Вот тут я на минуту растерялся.

Потому что он был прав.

Я это, оказывается, знал и сам, только знал по-книжному, а он — руками, за двадцать лет. Вода в бочках действительно перебраживает и потом делается годной, и по этой примете моряки её и пили спокойно, и триста лет ходили вокруг света.

Только вот перебраживала не всякая.

Вслух я этого говорить не стал, а сперва посчитал.

— Арсений Кузьмич, а вот скажите: сколько бочек вы за прошлое плавание выкинули?

— Дык… — Он почесал бакенбарду. — Бочек десять было. Совсем зацвели, хоть выливай.

— И списывали их вы?

— Я, кто ж ещё, — мрачно сказал баталёр.

— Ну вот, — сказал я. — Отчего же те десять не отстоялись, а прочие отстоялись?

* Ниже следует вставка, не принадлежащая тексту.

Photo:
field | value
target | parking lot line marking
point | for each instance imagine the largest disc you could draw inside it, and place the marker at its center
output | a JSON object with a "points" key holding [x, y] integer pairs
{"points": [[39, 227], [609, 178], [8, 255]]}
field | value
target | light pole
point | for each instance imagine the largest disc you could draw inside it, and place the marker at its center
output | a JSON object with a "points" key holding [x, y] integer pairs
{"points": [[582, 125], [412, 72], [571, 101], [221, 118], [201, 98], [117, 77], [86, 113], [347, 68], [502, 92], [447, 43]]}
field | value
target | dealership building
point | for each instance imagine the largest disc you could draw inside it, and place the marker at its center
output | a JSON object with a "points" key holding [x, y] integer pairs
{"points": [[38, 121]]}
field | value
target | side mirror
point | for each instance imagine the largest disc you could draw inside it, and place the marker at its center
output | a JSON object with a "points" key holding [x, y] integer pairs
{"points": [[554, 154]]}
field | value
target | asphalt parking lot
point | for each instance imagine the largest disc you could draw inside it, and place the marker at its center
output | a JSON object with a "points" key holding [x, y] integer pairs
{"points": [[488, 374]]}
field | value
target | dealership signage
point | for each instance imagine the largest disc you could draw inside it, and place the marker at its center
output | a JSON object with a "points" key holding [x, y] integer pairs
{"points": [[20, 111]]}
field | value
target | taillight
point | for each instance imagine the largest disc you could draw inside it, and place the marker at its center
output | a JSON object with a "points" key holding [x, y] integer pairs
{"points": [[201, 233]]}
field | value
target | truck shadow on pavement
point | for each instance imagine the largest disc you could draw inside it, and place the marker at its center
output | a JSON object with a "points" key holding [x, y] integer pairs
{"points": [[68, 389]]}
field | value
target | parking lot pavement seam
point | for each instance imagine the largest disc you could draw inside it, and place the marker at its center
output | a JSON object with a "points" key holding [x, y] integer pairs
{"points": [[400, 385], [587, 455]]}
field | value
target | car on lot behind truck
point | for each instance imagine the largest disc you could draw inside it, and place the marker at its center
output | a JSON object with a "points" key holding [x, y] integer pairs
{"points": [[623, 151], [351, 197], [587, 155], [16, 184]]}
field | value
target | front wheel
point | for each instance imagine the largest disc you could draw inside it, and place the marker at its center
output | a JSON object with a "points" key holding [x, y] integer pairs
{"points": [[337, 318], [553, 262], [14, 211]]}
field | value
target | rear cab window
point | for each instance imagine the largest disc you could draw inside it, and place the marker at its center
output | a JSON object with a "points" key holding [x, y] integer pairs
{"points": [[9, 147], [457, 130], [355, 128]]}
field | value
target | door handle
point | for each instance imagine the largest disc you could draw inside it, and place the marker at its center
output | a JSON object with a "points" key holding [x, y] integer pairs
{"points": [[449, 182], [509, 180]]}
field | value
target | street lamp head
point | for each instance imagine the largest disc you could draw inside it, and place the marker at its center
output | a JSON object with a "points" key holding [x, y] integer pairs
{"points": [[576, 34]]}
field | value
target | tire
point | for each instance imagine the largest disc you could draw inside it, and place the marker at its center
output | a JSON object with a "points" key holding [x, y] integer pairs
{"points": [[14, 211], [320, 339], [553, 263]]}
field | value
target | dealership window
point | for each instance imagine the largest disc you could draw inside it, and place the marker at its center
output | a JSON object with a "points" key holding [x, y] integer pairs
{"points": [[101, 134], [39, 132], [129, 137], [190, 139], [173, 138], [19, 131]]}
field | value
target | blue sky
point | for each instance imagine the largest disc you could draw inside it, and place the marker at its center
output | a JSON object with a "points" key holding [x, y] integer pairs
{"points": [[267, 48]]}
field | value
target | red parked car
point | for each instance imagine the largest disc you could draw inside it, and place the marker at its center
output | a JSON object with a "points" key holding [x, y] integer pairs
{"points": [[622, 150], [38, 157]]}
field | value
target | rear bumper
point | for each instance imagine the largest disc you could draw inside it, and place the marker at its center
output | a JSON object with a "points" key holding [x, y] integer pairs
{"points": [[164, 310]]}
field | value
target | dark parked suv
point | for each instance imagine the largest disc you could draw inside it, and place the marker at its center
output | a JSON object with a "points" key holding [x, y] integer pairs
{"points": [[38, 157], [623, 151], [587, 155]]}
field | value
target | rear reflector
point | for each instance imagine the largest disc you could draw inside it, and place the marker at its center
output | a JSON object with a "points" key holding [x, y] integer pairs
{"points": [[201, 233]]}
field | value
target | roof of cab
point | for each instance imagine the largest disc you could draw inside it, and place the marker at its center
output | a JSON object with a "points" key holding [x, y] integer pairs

Вода одна, налив один, стояли рядом.

Тут была вся суть, и он это почувствовал раньше, чем понял. Человек не станет чинить того, что, по его мнению, портится от природы. Зато он охотно чинит то, что портится не у всех.

— Дык… бочка виновата, — сказал он наконец медленно. — Оно и правда. Иная бочка воду держит, а иная нет. Мы их так и знаем, худые-то.

— А отчего одна держит, а другая нет?

— А кто её знает.

— Вот и я не знаю досконально, — честно сказал я. — А знаю, что в старом дереве остаётся то, отчего портится новая вода. Промой её хоть трижды, а в щелях сидит. И покуда сидит, вода в такой бочке не отстоится никогда, а будет цвести до самого Рио.

— И чего с ней делать?

— Обжигать изнутри. Не мыть, а обжигать. Тогда старое выгорит, и бочка станет как новая.

Любушин думал долго. Он вообще думал не быстро, но, подумав, держался за своё крепко.

— Это к плотнику, — сказал он. — И это работа.

— Работа. Зато вы к Рио придёте с полными бочками, а не с десятью пустыми и списанными.

Он усмехнулся.

— Ну а второе у вас чего? — спросил Любушин. — Вы ведь с двумя вопросами пришли, я вас знаю.

Я усмехнулся. За полтора месяца он меня и вправду выучил.

— Второе — это уголь.

— Какой уголь?

— Древесный, толчёный. Кладём его в бочку в холщовом мешке. Он вбирает в себя всё, отчего вода портится, и тогда она и перебродит скорее, и слизью не пойдёт.